Shades of the movie “Matrix,” followed very quickly by “National Lampoon’s Vacation” and “Dumb and Dumber,” come to mind when considering some of the truly idiotic suggestions that have actually been voiced to counter alleged global warming, one of which was presented by a Nobel Laureate. Reduce Global Warming by A: Polluting outer [...]
Shades of the movie “Matrix,” followed very quickly by “National Lampoon's Vacation” and “Dumb and Dumber,” come to mind when considering some of the truly idiotic suggestions that have actually been voiced to counter alleged global warming, one of which was presented by a Nobel Laureate.
Reduce Global Warming by
- A: Polluting outer space. Yes, that was the suggestion presented by a group of scientists, led by Nobel Laureate Paul J. Crutzen, co-winner of the chemistry Nobel Prize in 1995. The idea was to pump all the pollutants in our atmosphere into a halo or sphere that would blanket the earth from afar. The layer of “protection” from the sun's heat would reduce the warming effect, yet protect the earth from another ice age—that blanket thing, you know.

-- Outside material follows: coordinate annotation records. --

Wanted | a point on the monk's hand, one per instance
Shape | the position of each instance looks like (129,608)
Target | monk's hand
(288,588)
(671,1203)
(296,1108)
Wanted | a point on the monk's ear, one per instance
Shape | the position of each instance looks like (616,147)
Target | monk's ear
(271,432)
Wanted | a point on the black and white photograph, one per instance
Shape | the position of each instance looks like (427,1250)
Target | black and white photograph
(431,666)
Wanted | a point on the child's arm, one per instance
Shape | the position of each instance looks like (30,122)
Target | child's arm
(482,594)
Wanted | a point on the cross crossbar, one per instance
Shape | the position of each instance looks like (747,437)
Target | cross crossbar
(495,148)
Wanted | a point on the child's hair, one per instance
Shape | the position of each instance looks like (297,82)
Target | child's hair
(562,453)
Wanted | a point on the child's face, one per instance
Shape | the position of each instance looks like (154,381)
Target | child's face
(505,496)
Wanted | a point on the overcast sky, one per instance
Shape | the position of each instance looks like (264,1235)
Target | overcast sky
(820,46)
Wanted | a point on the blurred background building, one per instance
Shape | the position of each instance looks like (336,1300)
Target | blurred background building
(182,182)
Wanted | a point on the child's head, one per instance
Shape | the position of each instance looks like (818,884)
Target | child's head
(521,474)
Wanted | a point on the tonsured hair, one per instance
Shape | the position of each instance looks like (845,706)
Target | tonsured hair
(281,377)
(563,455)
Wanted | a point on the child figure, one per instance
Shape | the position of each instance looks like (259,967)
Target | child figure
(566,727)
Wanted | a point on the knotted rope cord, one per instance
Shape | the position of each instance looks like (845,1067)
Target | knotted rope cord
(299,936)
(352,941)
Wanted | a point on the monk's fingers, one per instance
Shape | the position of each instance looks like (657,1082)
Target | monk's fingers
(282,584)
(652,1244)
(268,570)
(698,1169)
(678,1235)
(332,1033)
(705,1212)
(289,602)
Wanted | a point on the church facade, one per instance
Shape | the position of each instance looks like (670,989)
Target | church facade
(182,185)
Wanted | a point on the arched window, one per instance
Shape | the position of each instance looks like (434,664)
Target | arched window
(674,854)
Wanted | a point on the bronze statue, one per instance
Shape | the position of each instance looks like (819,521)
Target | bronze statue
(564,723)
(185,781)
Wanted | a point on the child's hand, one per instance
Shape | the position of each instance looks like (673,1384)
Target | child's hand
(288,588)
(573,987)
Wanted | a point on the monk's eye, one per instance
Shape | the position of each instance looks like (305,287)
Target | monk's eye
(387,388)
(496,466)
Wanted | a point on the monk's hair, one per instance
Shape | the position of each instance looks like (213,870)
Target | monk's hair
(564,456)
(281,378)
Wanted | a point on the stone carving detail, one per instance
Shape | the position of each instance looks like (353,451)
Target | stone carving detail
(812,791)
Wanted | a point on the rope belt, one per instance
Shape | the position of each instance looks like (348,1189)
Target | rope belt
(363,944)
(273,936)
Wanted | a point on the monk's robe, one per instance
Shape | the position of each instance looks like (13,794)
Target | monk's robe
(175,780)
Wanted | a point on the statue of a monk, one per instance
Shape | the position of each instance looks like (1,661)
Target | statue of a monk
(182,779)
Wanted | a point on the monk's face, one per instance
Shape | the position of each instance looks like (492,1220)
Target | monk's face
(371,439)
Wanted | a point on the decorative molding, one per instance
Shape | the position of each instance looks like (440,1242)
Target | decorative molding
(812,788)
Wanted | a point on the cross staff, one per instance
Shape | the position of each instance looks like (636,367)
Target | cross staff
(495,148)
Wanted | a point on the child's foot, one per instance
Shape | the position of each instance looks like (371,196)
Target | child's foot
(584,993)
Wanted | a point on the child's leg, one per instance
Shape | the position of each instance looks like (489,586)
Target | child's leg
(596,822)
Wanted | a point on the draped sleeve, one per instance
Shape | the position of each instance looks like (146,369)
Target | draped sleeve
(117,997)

- B: Speaking of blankets, how about suggestion from Dr. Jason Box of Ohio State University? This glaciologist suggested blanketing Greenland—literally—to prevent its ice from melting. He advocated placing blankets over the valleys that create dark, shadowed areas and attracting and retaining the sun's heat. While Box doesn't advocate that wrapping Greenland in the warm-and-fuzzies...er...not-warm-but-fuzzy blankets would halt the glacier from melting, but he states that it would slow it down.
- C: Carbon Storage. David Keith, the 2006 Canadian Geographic Environmental Scientist of the Year recipient, believes he can invent a machine that “...sucks in ambient air,” then coats that air, if that's possible, with a mist of sodium hydroxide. The “cleaned” air is then released into the atmosphere while the carbon that was removed would be stored underground.
- D: Germinating the ocean. The Climate Foundation's Dr. Brian von Herzen, in tandem with marine biologists at the University of Hawaii and at Oregon State University believe that generating fields of plankton in the ocean would bolster absorption of carbon dioxide. Plankton growth encouragement would come from huge, wave-powered pumps on the swells of the North Pacific. The pumps would “stir up” the colder, nutrient-rich water below and mix it with the warmer, nutrient-starved water above.